Washington Business Report - March 16, 2014
(WJLA) - Community banks slam dunk for some small businesses
Some small businesses feel forced to watch their backs when working with big banks. Sometimes it's the varied high fees, or the threat a big bank will sever its relationship with a small company when times get tough.
Instead, find a bank that will look out for you, says Marissa Levin, Founder and Chairman of Information Experts.
"It is because of the relationships. It is because of the similar philosophies that they see the long haul. [Community banks] see the long view; they know that it takes a long time to build a business," Levin told Washington Business Report, noting that her company had the support of a community bank, even during times when turning a profit wasn't so easy.
"It takes a long time to build an infrastructure, and they're willing to work with us and really partner with us to make sure that we're doing the right things."

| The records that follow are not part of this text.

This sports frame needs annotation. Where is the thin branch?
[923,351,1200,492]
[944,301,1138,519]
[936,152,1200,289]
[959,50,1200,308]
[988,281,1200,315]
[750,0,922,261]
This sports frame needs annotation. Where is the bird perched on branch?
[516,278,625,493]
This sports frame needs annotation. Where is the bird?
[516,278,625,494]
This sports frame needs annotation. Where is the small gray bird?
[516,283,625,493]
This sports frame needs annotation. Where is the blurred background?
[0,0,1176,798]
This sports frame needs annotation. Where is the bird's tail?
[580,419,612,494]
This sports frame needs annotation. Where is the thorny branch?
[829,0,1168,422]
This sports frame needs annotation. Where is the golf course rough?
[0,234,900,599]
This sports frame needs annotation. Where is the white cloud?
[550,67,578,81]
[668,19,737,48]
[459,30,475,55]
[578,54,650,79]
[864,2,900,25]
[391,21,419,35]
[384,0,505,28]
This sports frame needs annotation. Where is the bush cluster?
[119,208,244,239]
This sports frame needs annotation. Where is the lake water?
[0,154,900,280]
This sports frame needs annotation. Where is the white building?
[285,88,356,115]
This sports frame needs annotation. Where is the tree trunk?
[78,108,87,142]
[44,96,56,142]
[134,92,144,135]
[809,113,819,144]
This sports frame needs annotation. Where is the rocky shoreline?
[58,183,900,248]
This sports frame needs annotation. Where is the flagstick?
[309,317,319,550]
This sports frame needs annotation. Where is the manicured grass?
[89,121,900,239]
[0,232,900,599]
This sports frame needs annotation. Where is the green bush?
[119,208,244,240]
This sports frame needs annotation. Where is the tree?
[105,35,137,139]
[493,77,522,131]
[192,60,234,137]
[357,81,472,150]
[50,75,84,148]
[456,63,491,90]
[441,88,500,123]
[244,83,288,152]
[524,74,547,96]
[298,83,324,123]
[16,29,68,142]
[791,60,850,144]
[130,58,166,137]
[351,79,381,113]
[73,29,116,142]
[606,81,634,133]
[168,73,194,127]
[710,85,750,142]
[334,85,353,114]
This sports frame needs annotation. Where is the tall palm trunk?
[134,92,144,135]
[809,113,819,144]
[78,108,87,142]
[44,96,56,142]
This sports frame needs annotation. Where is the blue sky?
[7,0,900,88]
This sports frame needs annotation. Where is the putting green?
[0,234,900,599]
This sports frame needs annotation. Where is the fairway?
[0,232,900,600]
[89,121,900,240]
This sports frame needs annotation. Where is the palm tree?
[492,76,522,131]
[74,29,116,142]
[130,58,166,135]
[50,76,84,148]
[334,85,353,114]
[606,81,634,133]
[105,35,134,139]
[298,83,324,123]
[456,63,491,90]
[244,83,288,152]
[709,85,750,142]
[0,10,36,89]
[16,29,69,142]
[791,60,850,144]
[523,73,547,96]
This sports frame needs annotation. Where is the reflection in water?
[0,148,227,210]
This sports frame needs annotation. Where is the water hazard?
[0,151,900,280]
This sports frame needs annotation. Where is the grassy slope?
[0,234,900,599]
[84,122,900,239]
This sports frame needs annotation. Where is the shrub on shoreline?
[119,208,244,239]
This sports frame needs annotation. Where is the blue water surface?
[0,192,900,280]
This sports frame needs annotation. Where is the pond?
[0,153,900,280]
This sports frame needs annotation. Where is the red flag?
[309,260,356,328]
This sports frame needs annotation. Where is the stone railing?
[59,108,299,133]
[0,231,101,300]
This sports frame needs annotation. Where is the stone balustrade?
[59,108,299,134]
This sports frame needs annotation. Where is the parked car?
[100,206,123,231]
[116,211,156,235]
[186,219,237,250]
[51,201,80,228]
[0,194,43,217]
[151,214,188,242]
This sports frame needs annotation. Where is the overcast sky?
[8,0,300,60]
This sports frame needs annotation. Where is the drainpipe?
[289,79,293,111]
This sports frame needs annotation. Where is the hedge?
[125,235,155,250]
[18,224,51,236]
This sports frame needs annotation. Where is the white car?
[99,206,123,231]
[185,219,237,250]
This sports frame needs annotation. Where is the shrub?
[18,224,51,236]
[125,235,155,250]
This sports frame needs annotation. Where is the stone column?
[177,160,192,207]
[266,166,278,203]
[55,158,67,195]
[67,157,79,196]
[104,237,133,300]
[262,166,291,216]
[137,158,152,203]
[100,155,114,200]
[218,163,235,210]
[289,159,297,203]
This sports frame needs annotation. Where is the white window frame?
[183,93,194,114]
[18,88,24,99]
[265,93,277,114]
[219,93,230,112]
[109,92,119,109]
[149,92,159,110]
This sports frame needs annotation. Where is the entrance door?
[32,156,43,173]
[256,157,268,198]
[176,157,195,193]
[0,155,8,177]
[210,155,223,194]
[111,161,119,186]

Banks such as 1st Commonwealth Bank of Virginia, Bank of Georgetown, Cardinal Bank, Colombo Bank and Congressional Bank are among the many banks in the Washington region considered community banks - with employees familiar with their local communities, customers' financial goals, and with potential to build bridges with local business on a personal level.
"Sometimes you hit bumps in the road, you have a hiccup, and you have to work with these [small businesses]," says Bob Pincus, Vice President of Eagle Bank, the largest community bank in the Washington area. He says community banks pride themselves on getting to know their customers better.
CEO Profile: Disney, Marvel, motorbikes all under Feld's big top
A graduate of Murch, Deal and then Wilson High School in the DCPS, Ken Feld says his father gave him all the business schooling he needed.
When his family acquired Ringling Bros. and Barnum & Bailey Circus in the mid-1980s, Feld jumped right in on the act. Now, the innovator walks the tightrope between keeping tradition alive and building fresh shows for his audiences with the help of his three daughters, Nicole, Alana and Juliette.
"If it were to stop with me, then I've totally failed," Feld told Washington Business Report's Rebecca Cooper, noting each of his daughters plays a major role in not only the circus, but Disney on Ice and newer projects such as Marvel Universe Live and Nuclear Cowboyz.
Feld Entertainment had an estimated $1 billion in revenue last year, boasting approximately 5,000 shows for 30 million people worldwide.